In [1]:
### Load the auto reload extension to automatically reload modules when files on disk are updated
%load_ext autoreload
# it will automatically be reloaded without the need to restart the kernel.
%autoreload 2

In [2]:
import sys
sys.path.append("../agrilearn/submodules/commons/")
sys.path.append("../agrilearn/submodules/crop_rnn/")
sys.path.append("../agrilearn/")

In [3]:
import boto3
import os
import geopandas as gpd
import pandas as pd
import folium
import numpy as np
from folium import GeoJson
from io import BytesIO
from tqdm import tqdm
from eolearn.core import EOPatch
from glob import glob

In [4]:
from agrilearn.crop_classification import yaml_utils, processing

ModuleNotFoundError: No module named 's2cloudless'

### Global Variables

In [None]:
config = yaml_utils.load_config("/agrilearn_app/output/config/experiment_12.yaml")

In [None]:
index=0
DATASET_NAME = config['evaluate'][index]['dataset_name']
GEOPACKAGE_PATH = config['evaluate'][index]['geopackage_test_data_path']
EOPATCH_PATH = config['evaluate'][index]['eopatch_folder']
LABEL_MONITORING_CLASS = config['evaluate'][index]['label_true']
LABEL_EOPATCH_LOCATION = config['evaluate'][index]['label_eopatch_location']
DATASET_NAME

# 1. Read Datasets

In [None]:
df = gpd.read_file(GEOPACKAGE_PATH)

In [None]:
df['dataset_part'].value_counts()

In [None]:
eval_util.get_dataset_distribution(df)

In [None]:
print(f"There are {df.shape[0]} rows and {df.shape[1]} columns")

# 2. Create Omission df and processing

In [None]:
report_inclusion_and_omission = eval_util.calculate_omission_inclusion(df, 
                                                label_true=label_monitoring_class, 
                                                label_pred=label_pred)

In [None]:
report_inclusion_and_omission

## 2.1 Check the Data formatation

### 2.2.1 Datetime variables

In [None]:
datetime_columns = ['start_season', 
                    'end_season', 
                    'peak_start', 
                    'peak_end']

df[datetime_columns].info()

In [None]:
for col in datetime_columns:
    print(col)
    df[col] = pd.to_datetime(df[col])

#### 2.2.2 Integer variables

In [None]:
df.info()

# 3. Análise das OMISSÕES de Soja

In [None]:
report_inclusion_and_omission

In [None]:
cls = 'SOYBEAN'
omission_soybean = f'omission_{cls}'
df[omission_soybean] = np.NaN

df.loc[df[
        (df[label_pred] != cls) & 
        (df[label_monitoring_class] == cls)].index, omission_soybean] = True

df.loc[df[
    (df[label_pred] == cls) &
    (df[label_monitoring_class] == cls)].index, omission_soybean] = False

In [None]:
df_soja = df.dropna(subset=[omission_soybean])
df_soja.shape

In [None]:
pd.concat([df_soja[omission_soybean].value_counts(),
          df_soja[omission_soybean].value_counts(normalize=True)*100], axis=1)

In [None]:
df_soja[df_soja[omission_soybean]][label_pred].value_counts()

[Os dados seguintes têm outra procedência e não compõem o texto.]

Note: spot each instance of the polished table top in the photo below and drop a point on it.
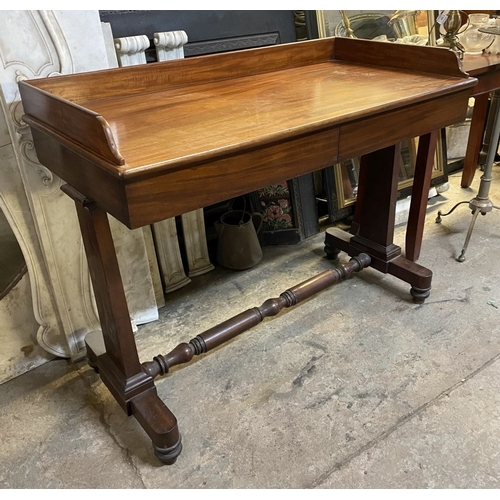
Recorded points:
(223, 125)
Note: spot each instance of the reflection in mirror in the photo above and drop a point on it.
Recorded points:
(400, 26)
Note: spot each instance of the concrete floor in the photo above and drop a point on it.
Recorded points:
(356, 388)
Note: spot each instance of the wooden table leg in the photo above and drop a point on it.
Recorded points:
(420, 195)
(374, 229)
(118, 363)
(475, 140)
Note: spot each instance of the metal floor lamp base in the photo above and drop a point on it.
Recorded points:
(482, 204)
(477, 206)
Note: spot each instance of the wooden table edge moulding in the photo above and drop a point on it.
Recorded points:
(151, 142)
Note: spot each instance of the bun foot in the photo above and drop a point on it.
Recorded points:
(168, 456)
(420, 294)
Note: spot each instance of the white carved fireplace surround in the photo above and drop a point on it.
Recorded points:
(36, 44)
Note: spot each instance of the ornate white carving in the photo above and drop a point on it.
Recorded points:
(169, 255)
(193, 228)
(130, 50)
(170, 45)
(41, 216)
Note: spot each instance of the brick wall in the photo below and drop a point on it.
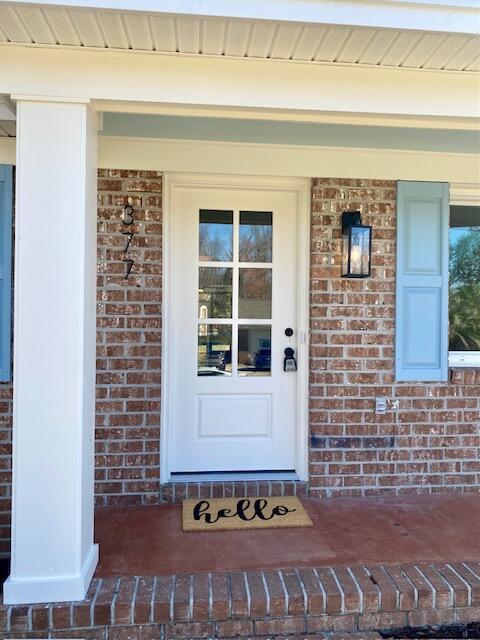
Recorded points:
(129, 339)
(6, 398)
(431, 442)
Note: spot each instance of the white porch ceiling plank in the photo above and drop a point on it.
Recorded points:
(400, 48)
(213, 37)
(12, 27)
(87, 28)
(284, 42)
(465, 56)
(308, 43)
(426, 47)
(61, 26)
(236, 38)
(444, 53)
(163, 32)
(452, 16)
(194, 34)
(332, 44)
(355, 45)
(138, 29)
(188, 35)
(35, 24)
(112, 29)
(261, 39)
(377, 46)
(475, 64)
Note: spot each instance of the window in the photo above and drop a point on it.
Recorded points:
(464, 286)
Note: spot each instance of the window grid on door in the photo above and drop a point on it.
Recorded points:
(259, 244)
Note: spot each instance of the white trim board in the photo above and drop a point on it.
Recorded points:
(301, 187)
(259, 84)
(284, 160)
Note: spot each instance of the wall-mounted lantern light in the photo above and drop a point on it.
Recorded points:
(356, 246)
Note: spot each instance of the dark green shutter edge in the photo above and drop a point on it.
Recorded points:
(421, 331)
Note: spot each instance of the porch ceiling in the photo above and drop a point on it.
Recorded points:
(71, 26)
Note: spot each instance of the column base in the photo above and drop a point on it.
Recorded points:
(36, 590)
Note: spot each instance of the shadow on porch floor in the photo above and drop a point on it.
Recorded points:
(149, 540)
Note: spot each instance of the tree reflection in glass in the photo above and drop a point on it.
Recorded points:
(214, 292)
(255, 236)
(216, 235)
(464, 290)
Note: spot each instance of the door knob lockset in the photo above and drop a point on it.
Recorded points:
(289, 362)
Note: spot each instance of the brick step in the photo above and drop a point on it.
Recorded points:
(271, 603)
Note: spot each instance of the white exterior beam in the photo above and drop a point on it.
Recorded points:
(461, 16)
(53, 555)
(277, 159)
(247, 84)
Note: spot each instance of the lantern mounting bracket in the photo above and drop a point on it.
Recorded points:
(350, 219)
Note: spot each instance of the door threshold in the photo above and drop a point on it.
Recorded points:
(235, 476)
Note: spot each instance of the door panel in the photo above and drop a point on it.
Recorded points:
(234, 284)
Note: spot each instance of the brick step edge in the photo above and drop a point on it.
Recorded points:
(269, 601)
(152, 632)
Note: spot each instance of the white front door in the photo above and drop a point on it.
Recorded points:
(233, 290)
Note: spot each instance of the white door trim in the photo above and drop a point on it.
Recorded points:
(301, 187)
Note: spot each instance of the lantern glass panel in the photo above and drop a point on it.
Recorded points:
(356, 251)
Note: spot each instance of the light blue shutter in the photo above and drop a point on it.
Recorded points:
(6, 205)
(421, 350)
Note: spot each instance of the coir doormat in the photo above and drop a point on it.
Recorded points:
(225, 514)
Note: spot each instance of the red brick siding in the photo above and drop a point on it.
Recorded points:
(431, 442)
(129, 339)
(6, 408)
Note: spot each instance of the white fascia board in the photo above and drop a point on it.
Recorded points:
(8, 109)
(258, 84)
(462, 16)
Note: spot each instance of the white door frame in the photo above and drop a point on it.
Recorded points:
(301, 187)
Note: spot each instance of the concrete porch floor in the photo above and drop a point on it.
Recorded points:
(149, 540)
(392, 565)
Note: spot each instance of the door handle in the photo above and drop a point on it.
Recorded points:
(289, 362)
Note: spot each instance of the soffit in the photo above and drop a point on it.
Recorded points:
(235, 37)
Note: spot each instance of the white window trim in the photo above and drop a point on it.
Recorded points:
(458, 359)
(464, 194)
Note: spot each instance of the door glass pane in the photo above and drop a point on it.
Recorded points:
(255, 236)
(216, 235)
(255, 293)
(254, 350)
(214, 350)
(214, 292)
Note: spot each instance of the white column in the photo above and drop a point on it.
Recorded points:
(53, 554)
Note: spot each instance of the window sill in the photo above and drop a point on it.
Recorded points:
(464, 375)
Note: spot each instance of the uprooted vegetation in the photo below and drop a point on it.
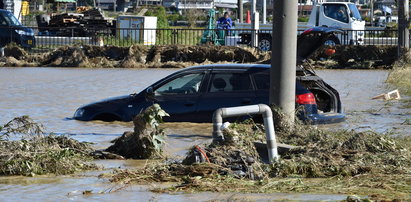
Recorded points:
(355, 57)
(180, 56)
(135, 56)
(347, 162)
(35, 153)
(147, 141)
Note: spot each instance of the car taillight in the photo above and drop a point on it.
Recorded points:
(305, 99)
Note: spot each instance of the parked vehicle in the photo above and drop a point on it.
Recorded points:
(11, 30)
(193, 94)
(342, 15)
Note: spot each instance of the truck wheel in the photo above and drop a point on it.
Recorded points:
(264, 44)
(332, 41)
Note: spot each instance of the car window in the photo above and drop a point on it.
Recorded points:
(262, 81)
(3, 21)
(336, 12)
(229, 82)
(186, 84)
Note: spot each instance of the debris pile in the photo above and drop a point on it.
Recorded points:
(147, 140)
(355, 57)
(36, 153)
(362, 157)
(180, 56)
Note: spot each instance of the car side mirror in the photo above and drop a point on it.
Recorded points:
(150, 93)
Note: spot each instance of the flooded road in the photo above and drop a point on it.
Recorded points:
(51, 95)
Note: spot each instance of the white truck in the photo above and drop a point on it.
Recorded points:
(341, 15)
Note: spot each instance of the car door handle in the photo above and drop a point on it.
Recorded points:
(189, 104)
(246, 101)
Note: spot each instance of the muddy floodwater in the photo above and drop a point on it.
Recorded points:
(51, 95)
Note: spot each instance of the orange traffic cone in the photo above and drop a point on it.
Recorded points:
(248, 18)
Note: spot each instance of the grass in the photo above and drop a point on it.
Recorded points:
(400, 76)
(35, 153)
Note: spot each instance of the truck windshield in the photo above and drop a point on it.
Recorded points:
(10, 19)
(354, 12)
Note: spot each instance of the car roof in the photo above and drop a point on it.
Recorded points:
(230, 66)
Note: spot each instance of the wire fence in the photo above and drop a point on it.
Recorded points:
(43, 39)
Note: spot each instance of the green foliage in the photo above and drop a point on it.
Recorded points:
(20, 125)
(303, 19)
(173, 18)
(160, 13)
(154, 116)
(36, 153)
(148, 139)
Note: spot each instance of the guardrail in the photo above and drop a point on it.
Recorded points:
(49, 38)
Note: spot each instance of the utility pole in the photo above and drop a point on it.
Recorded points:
(372, 12)
(403, 31)
(283, 58)
(255, 26)
(264, 11)
(240, 10)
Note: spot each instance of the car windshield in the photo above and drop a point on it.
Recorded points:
(354, 12)
(10, 19)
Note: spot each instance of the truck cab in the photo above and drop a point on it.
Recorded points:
(11, 30)
(342, 15)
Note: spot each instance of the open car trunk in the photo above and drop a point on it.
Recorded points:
(327, 98)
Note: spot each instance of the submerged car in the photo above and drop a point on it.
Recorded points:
(193, 94)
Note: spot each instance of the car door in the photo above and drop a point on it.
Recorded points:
(225, 89)
(262, 86)
(179, 95)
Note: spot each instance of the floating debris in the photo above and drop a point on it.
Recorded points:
(392, 95)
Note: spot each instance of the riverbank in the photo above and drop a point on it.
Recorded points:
(179, 56)
(400, 76)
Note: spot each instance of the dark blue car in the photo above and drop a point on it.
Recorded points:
(193, 94)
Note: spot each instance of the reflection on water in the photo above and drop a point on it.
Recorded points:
(51, 95)
(356, 88)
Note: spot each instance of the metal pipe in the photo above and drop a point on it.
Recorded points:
(262, 109)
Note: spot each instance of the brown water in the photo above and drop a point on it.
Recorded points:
(51, 95)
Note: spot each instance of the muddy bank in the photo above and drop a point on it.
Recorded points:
(355, 57)
(135, 56)
(177, 56)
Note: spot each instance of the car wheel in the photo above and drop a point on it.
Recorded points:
(264, 44)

### Questão 01: Por que todas as omissões de soja são em períodos de transição anual, por exemplo, 2000/2001?

R: Todos os dados de soja são safras

In [None]:
period_df = pd.concat([
    df_soja[df_soja[omission_soybean]==True].groupby(
        'period').agg(omission_count=('geometry', 'count')),
    df_soja.groupby(
        'period').agg(total=('geometry', 'count'))
], axis=1)

period_df['omission_perc'] = period_df['omission_count'] / period_df['total'] * 100
period_df.sort_values('total', ascending=False)

### Questão 02: Existem diferenças entre o plantio de SOJA da região NORTE do Brasil em relação as demais regiões?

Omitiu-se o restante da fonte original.